New-looking words are highlighted, and the passage in which they are discovered is typed onto an index card and entered into a computer database.
Around this time each year, Lowe goes through a list of hundreds of the newly flagged words, and sees how many citations were made for each. If there were at least eight, the word becomes a strong contender to be passed on to John Morse, Merriam-Webster’s president and final arbiter on what word goes into the dictionary.
The process for entering new words varies a bit among the Collegiate’s competitors — the American Heritage College Dictionary, the Oxford American Dictionary and Webster’s New World College Dictionary — but the overall concept is the same. New words need to be spotted, tracked and analyzed.
Just because a word makes it into the dictionary — even Merriam-Webster’s Collegiate, which sells about 500,000 copies each year — not everyone is convinced that it has enough staying power to stick around for four or five decades, the average amount of time between printings of the company’s massive unabridged dictionary.

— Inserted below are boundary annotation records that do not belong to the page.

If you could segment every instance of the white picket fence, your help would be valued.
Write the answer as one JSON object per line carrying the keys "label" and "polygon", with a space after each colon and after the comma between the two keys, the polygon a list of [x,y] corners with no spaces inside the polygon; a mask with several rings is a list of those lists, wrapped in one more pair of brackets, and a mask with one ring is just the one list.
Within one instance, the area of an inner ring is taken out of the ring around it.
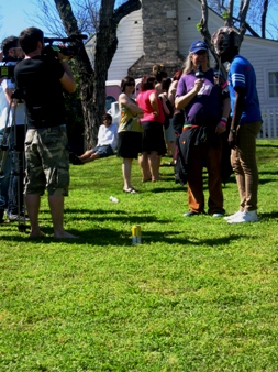
{"label": "white picket fence", "polygon": [[263,125],[258,139],[278,139],[278,109],[262,109]]}

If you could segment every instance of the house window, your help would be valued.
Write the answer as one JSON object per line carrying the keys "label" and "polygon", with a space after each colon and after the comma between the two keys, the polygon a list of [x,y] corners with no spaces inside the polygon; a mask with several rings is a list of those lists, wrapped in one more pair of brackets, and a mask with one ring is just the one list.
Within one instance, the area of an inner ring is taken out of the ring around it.
{"label": "house window", "polygon": [[278,97],[278,72],[268,73],[269,97]]}

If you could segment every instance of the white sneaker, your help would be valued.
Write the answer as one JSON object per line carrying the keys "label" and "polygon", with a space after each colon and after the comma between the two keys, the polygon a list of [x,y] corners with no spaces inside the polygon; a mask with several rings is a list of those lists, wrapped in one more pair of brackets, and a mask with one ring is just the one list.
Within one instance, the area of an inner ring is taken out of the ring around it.
{"label": "white sneaker", "polygon": [[258,215],[256,210],[245,210],[241,216],[227,220],[227,223],[257,222]]}
{"label": "white sneaker", "polygon": [[237,217],[242,216],[242,214],[243,214],[243,211],[242,211],[242,210],[238,210],[237,212],[235,212],[235,214],[233,214],[233,215],[230,215],[230,216],[224,217],[224,220],[230,221],[230,220],[232,220],[232,219],[234,219],[234,218],[237,218]]}

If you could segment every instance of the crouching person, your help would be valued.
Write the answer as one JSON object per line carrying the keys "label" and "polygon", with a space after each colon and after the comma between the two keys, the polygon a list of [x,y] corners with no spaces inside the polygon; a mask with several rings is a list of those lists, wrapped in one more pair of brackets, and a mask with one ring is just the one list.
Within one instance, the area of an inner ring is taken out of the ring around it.
{"label": "crouching person", "polygon": [[[118,125],[112,123],[112,117],[109,113],[103,114],[102,122],[103,124],[99,128],[97,146],[77,156],[81,164],[93,162],[97,158],[108,157],[115,153],[118,145]],[[73,163],[78,164],[78,162]]]}

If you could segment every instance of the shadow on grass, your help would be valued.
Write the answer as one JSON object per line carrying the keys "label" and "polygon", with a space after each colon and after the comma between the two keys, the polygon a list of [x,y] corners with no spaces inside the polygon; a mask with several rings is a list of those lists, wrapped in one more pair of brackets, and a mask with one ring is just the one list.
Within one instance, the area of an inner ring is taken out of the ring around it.
{"label": "shadow on grass", "polygon": [[[14,226],[15,227],[15,226]],[[125,247],[131,245],[131,233],[126,231],[119,231],[107,228],[92,228],[84,231],[73,230],[70,229],[70,233],[78,236],[78,239],[54,239],[52,228],[44,228],[43,231],[46,233],[46,237],[30,239],[29,231],[26,231],[26,236],[12,236],[13,242],[27,242],[29,247],[41,245],[42,243],[46,245],[51,245],[55,243],[57,247],[59,243],[65,245],[66,243],[71,245],[101,245],[101,247]],[[242,239],[243,234],[229,234],[226,237],[221,238],[211,238],[211,239],[198,239],[198,237],[190,236],[189,232],[184,231],[143,231],[142,234],[142,244],[152,244],[152,243],[162,243],[162,244],[189,244],[192,247],[198,245],[207,245],[207,247],[219,247],[219,245],[229,245],[232,241],[237,241]],[[11,236],[1,234],[2,240],[10,241]],[[20,248],[20,247],[16,247]]]}
{"label": "shadow on grass", "polygon": [[274,219],[274,218],[278,218],[278,211],[270,212],[270,214],[259,214],[260,221],[262,219]]}

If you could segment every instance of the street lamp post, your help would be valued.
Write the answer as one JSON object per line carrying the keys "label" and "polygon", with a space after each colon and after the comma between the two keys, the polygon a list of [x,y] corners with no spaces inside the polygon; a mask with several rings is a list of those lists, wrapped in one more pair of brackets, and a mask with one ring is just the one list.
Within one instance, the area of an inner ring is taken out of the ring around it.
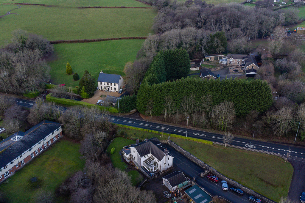
{"label": "street lamp post", "polygon": [[299,123],[299,126],[298,126],[298,130],[296,131],[296,138],[294,139],[294,142],[296,142],[296,136],[298,135],[298,132],[299,131],[299,128],[300,127],[300,123]]}
{"label": "street lamp post", "polygon": [[186,121],[186,137],[188,136],[188,117]]}

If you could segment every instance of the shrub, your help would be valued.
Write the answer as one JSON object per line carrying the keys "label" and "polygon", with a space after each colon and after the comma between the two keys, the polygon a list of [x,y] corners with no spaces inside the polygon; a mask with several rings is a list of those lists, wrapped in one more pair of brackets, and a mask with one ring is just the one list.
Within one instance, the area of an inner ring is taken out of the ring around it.
{"label": "shrub", "polygon": [[78,80],[79,79],[79,76],[78,76],[78,74],[77,73],[75,73],[73,74],[73,79],[76,81],[77,80]]}
{"label": "shrub", "polygon": [[38,96],[40,94],[38,91],[35,92],[29,92],[23,94],[23,96],[28,98],[34,98]]}

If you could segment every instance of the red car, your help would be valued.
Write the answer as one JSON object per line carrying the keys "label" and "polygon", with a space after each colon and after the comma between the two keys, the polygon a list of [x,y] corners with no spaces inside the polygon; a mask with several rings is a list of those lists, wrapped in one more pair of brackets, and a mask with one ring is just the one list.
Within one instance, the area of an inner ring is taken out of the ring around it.
{"label": "red car", "polygon": [[208,179],[213,180],[214,183],[217,183],[219,180],[218,177],[216,176],[209,175],[207,176],[207,178]]}

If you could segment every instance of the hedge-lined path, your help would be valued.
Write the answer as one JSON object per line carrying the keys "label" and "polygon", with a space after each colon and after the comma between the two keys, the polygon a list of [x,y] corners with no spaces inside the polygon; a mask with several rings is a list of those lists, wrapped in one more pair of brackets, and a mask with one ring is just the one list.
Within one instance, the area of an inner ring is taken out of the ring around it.
{"label": "hedge-lined path", "polygon": [[11,13],[11,11],[12,11],[13,10],[15,10],[15,9],[17,9],[19,8],[20,8],[20,7],[21,7],[21,6],[18,5],[18,8],[15,8],[15,9],[12,9],[12,10],[10,10],[9,11],[8,11],[6,13],[6,14],[4,14],[4,15],[2,15],[2,16],[0,16],[0,18],[2,18],[2,17],[3,17],[4,16],[7,16],[7,15],[9,15],[10,14],[13,14],[15,15],[19,15],[19,13]]}

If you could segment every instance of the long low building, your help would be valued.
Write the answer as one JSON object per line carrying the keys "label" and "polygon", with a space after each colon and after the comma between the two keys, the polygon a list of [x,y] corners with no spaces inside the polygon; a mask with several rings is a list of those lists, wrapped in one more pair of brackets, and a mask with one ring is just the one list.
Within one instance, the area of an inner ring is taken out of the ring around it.
{"label": "long low building", "polygon": [[0,182],[23,167],[63,135],[61,125],[43,121],[0,142]]}

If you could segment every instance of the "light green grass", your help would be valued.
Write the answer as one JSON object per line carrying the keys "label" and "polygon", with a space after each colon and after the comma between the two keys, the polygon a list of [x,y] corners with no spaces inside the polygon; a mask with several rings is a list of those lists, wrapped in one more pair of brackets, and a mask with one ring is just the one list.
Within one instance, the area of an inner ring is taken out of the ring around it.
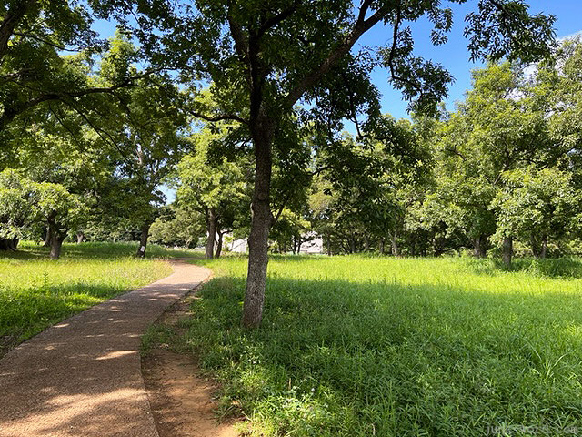
{"label": "light green grass", "polygon": [[[63,257],[24,243],[0,251],[0,356],[46,327],[124,291],[171,273],[159,259],[137,259],[136,244],[65,244]],[[156,246],[148,257],[184,256]]]}
{"label": "light green grass", "polygon": [[246,259],[205,264],[182,341],[254,435],[582,432],[577,260],[276,257],[255,331]]}

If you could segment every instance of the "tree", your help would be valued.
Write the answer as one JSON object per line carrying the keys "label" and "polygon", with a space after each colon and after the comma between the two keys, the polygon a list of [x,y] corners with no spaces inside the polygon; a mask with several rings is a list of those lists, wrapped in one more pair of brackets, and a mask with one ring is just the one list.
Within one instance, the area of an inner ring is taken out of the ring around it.
{"label": "tree", "polygon": [[194,248],[204,235],[203,222],[202,217],[172,204],[152,223],[150,239],[165,246]]}
{"label": "tree", "polygon": [[[548,117],[522,67],[491,64],[473,73],[473,89],[438,133],[439,166],[430,199],[451,212],[450,227],[467,229],[477,253],[496,230],[491,204],[505,188],[503,175],[527,166],[554,166],[562,157],[548,132]],[[507,263],[516,237],[509,230],[500,241]]]}
{"label": "tree", "polygon": [[[208,121],[236,120],[250,134],[255,189],[242,320],[246,327],[256,327],[262,319],[273,222],[273,148],[277,147],[284,121],[297,112],[296,104],[303,101],[313,108],[301,111],[302,115],[323,116],[336,125],[351,116],[355,107],[368,108],[370,113],[377,109],[378,105],[366,101],[346,105],[354,95],[340,92],[345,91],[338,86],[343,82],[334,79],[357,71],[363,75],[360,82],[369,83],[373,63],[366,60],[376,54],[357,56],[351,50],[362,35],[379,23],[390,25],[393,33],[389,46],[378,52],[382,63],[395,86],[411,101],[411,107],[434,109],[451,80],[440,66],[412,55],[414,39],[409,28],[404,27],[405,22],[426,14],[435,24],[432,41],[444,43],[452,13],[436,1],[365,0],[357,7],[350,1],[213,0],[196,2],[196,7],[183,4],[176,11],[169,3],[151,5],[146,0],[94,0],[92,5],[103,16],[114,10],[121,18],[136,13],[135,35],[154,62],[175,66],[185,76],[202,76],[216,85],[213,100],[220,110],[205,113],[201,108],[198,117]],[[531,61],[547,54],[553,17],[529,15],[521,1],[481,0],[478,6],[478,12],[467,16],[466,32],[473,58],[508,56]],[[154,27],[163,35],[150,32]]]}
{"label": "tree", "polygon": [[0,237],[20,238],[26,229],[44,223],[50,231],[50,257],[57,259],[67,232],[87,214],[84,199],[64,186],[34,182],[12,169],[0,173],[0,204],[8,208],[2,213]]}
{"label": "tree", "polygon": [[521,238],[534,256],[546,258],[548,240],[577,230],[579,196],[570,173],[530,167],[507,171],[502,178],[504,188],[491,204],[497,210],[497,239]]}
{"label": "tree", "polygon": [[225,126],[217,133],[206,128],[193,135],[194,153],[185,156],[178,166],[178,203],[205,218],[207,259],[220,256],[223,235],[248,210],[248,160],[229,160],[212,153],[213,144],[224,142],[226,131]]}
{"label": "tree", "polygon": [[92,22],[92,11],[81,2],[0,2],[0,149],[19,132],[11,132],[13,122],[43,120],[35,117],[36,111],[51,114],[63,106],[91,112],[104,97],[149,74],[95,80],[93,56],[108,44],[91,29]]}

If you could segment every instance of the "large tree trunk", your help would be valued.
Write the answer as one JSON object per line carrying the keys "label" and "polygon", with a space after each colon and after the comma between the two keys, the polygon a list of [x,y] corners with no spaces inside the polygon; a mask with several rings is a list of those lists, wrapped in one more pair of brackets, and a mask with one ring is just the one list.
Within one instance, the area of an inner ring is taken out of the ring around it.
{"label": "large tree trunk", "polygon": [[513,256],[513,239],[506,237],[503,239],[501,259],[506,266],[511,265],[511,257]]}
{"label": "large tree trunk", "polygon": [[212,259],[215,255],[215,239],[216,238],[217,229],[216,211],[214,208],[206,210],[206,231],[208,232],[208,239],[206,240],[206,258]]}
{"label": "large tree trunk", "polygon": [[216,244],[216,253],[215,253],[215,258],[220,258],[222,254],[222,236],[224,232],[218,231],[218,244]]}
{"label": "large tree trunk", "polygon": [[370,239],[368,238],[367,235],[364,236],[364,251],[365,252],[370,251]]}
{"label": "large tree trunk", "polygon": [[135,256],[137,258],[145,258],[146,257],[146,249],[147,249],[147,238],[149,237],[149,227],[150,225],[144,225],[141,228],[141,235],[139,237],[139,248],[137,248],[137,252]]}
{"label": "large tree trunk", "polygon": [[51,239],[53,237],[53,228],[51,225],[46,227],[46,233],[45,234],[45,244],[44,247],[50,248],[51,247]]}
{"label": "large tree trunk", "polygon": [[487,239],[484,235],[479,235],[473,239],[473,255],[475,258],[485,258],[487,256]]}
{"label": "large tree trunk", "polygon": [[392,243],[392,255],[395,257],[400,256],[400,247],[398,246],[398,234],[395,230],[390,236],[390,242]]}
{"label": "large tree trunk", "polygon": [[51,233],[51,253],[50,257],[52,259],[58,259],[61,256],[61,248],[63,247],[63,241],[66,238],[65,232],[59,232],[57,230],[54,230]]}
{"label": "large tree trunk", "polygon": [[353,235],[349,238],[349,253],[356,253],[357,248],[356,248],[356,237]]}
{"label": "large tree trunk", "polygon": [[542,237],[542,250],[539,253],[539,258],[546,258],[546,256],[547,255],[547,236],[544,235]]}
{"label": "large tree trunk", "polygon": [[0,239],[0,250],[16,251],[18,248],[18,239]]}
{"label": "large tree trunk", "polygon": [[252,120],[251,131],[255,146],[255,189],[251,204],[251,232],[248,237],[248,273],[243,306],[242,325],[255,328],[263,319],[266,266],[268,264],[268,239],[271,227],[271,143],[275,133],[273,121],[258,109]]}

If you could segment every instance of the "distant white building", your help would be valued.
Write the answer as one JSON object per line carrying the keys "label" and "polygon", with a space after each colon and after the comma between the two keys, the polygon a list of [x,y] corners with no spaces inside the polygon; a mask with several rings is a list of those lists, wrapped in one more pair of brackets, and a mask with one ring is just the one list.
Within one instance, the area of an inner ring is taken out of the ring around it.
{"label": "distant white building", "polygon": [[302,243],[301,248],[299,249],[299,253],[305,253],[307,255],[324,253],[324,240],[318,237]]}
{"label": "distant white building", "polygon": [[[304,236],[307,237],[307,236]],[[313,237],[313,236],[309,236]],[[246,239],[235,239],[226,243],[226,250],[235,253],[247,253],[248,252],[248,241]],[[305,255],[316,255],[318,253],[324,253],[324,241],[320,238],[305,241],[301,244],[299,253]]]}
{"label": "distant white building", "polygon": [[235,253],[246,253],[248,252],[248,241],[246,239],[235,239],[226,244],[226,249]]}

“Since every dictionary claims to be authoritative and up-to-date, they proudly add a sprinkling of new words and say they’re the best,” said Allan Metcalf, the executive secretary of the American Dialect Society. “But it’s impossible to know which of the new words are going to last. You can make predictions, but the only way you can be sure is to wait at least 40 years.”
Forty years? You wait for 40 years just to get a regift of za?